10. If someone can be happy for others who are doing better than them in life, believe that they are confident in their own decisions.

11. If someone is irrationally judgmental or angry toward other people, believe that those people have something they want very, very badly (and are completely convinced they cannot get).

12. Notice the way someone treats themselves when things aren’t going their way, because that’s who they really are.

13. Notice the way someone treats other people when things are going their way, because that’s who they really are, too.

14. Notice the way someone treats strangers, especially those who can’t do anything for them, because that’s how much they really respect others.

15. Notice the way someone treats the people who can do a lot for them, because that’s how much they respect themselves.

16. If someone has to repeatedly affirm that they “don’t care” about something, chances are, they very much care about that thing.

17. If someone tells you that they miss you and want to see you but they don’t make plans or follow through, assume they are trying to be more socially gracious than they are trying to actually reconnect.

18. If someone aims to seek revenge on those who have hurt them, believe that they are not so much trying to get even as they are trying to invalidate what that person did or said.

19. If someone tries to understand the perspective of someone who has hurt them, believe that they are more awake and self-aware than most.

20. If someone is willing to make fun of someone in a way that’s hurtful and tone-deaf, believe that their own insecurities run far deeper than you may realize.

21. When people don’t show up for you – especially for significant times and events – believe that they are more invested in the idea of your relationship than you as a person. Everyone says they care – the people who show up are the ones who actually do.

22. If you tell someone that they’ve hurt you and they immediately deny the way that you feel, believe that they are selfish at best, and narcissistic at worst.

23. If you tell someone that they’ve hurt you and they are visibly distressed and apologetic, believe that they actually do care about you.

24. If someone promises you they will change so that you won’t be mad at them anymore but doesn’t actually do it, believe that they are not going to until they are ready – on their own terms.

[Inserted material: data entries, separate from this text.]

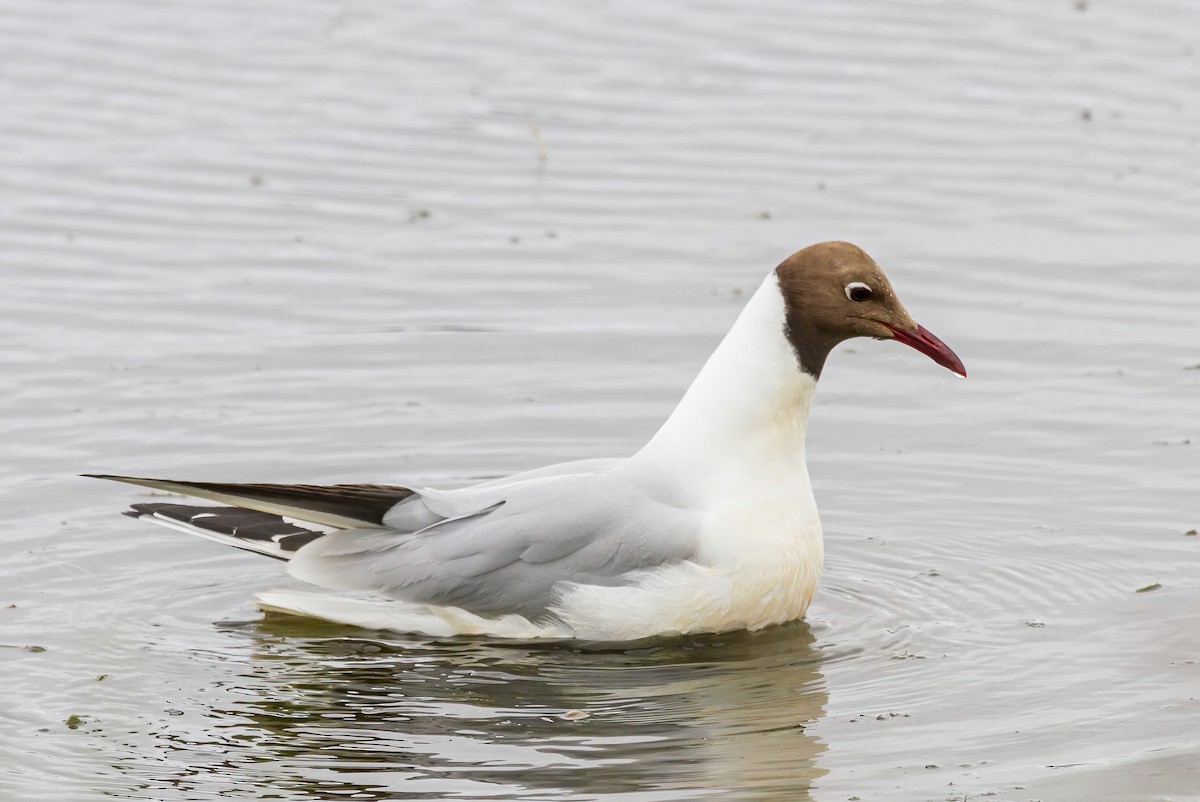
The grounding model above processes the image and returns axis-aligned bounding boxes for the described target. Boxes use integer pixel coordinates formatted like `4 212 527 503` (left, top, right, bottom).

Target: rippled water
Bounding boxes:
0 0 1200 802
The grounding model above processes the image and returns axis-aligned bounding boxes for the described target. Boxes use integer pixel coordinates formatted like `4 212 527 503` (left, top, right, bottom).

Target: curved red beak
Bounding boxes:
880 321 967 378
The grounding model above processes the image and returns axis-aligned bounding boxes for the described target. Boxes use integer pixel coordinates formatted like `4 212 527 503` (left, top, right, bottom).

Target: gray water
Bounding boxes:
0 0 1200 802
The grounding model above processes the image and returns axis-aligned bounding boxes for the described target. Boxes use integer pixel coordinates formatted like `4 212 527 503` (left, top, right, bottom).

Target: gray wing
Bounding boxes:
288 472 701 620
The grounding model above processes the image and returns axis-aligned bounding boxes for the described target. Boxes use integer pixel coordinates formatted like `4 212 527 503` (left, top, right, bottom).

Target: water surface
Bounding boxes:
0 0 1200 802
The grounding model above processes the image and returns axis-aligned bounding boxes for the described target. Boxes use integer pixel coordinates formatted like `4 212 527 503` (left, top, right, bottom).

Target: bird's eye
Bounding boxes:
846 281 875 304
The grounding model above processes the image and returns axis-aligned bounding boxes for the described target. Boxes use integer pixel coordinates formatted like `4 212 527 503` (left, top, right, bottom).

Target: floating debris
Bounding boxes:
558 710 592 722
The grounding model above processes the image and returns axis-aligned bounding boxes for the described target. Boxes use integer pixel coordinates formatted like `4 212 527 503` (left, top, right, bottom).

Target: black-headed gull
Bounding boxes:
87 243 966 641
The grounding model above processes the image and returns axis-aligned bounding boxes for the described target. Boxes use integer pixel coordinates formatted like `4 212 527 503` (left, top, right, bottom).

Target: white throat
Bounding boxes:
634 271 816 492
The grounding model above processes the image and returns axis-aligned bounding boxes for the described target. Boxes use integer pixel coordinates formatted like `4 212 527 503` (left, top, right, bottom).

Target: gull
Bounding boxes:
85 241 966 641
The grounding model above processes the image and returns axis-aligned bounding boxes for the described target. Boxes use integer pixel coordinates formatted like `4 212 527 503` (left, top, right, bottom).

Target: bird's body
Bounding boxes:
88 244 962 640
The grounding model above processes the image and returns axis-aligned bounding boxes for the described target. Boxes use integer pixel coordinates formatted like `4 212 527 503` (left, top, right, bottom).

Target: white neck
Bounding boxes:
634 271 816 492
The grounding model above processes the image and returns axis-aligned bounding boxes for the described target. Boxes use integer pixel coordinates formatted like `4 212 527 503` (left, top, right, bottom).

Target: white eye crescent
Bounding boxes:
846 281 875 304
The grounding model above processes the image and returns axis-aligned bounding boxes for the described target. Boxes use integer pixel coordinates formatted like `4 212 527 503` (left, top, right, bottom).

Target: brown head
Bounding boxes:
775 243 967 377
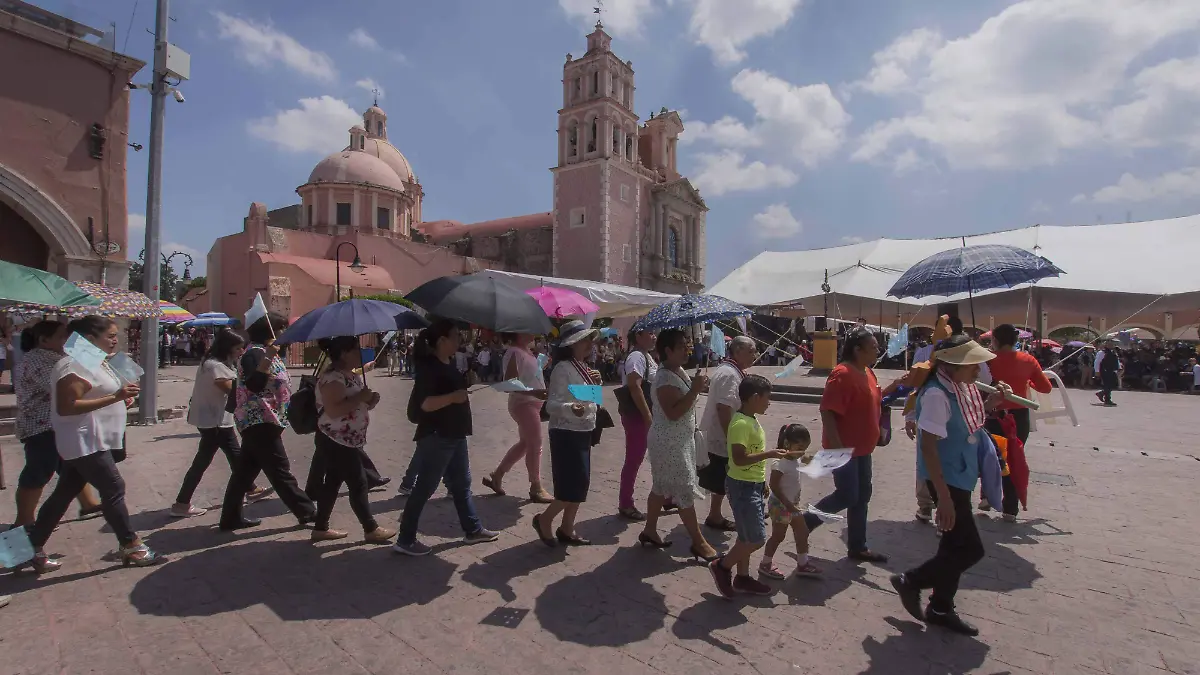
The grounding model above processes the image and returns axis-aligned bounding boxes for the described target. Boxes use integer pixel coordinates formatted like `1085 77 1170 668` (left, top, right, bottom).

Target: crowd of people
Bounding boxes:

25. If someone seems like a nice person to your face but aggressive and different behind a screen, believe that the latter is more of who they really are, they’re just in a position where they’re not afraid to show it.

26. If someone defends their harsh or hurtful opinions by saying they are “just being honest,” believe that they either lack a decent amount of empathy, or tact in communicating.

27. If someone always seem to have new friends, and can’t keep one job or apartment or group for more than a year at max, believe that there’s a reason.

28. If someone always feels the need to correct you, and never agrees with you instinctively, believe that they are actually very threatened by you, and need to assert dominance.

29. If someone makes you feel weird for no explicable reason after you’re together for a period of time, believe your instinct, and trust that they are grating on you in ways you may not be aware of.

30. If someone tells you that there’s a certain relationship or friendship pattern that “always” happens to them (i.e. they are “always” friend-zoned, or they “always” lose their BFFs) believe that it’s a warning.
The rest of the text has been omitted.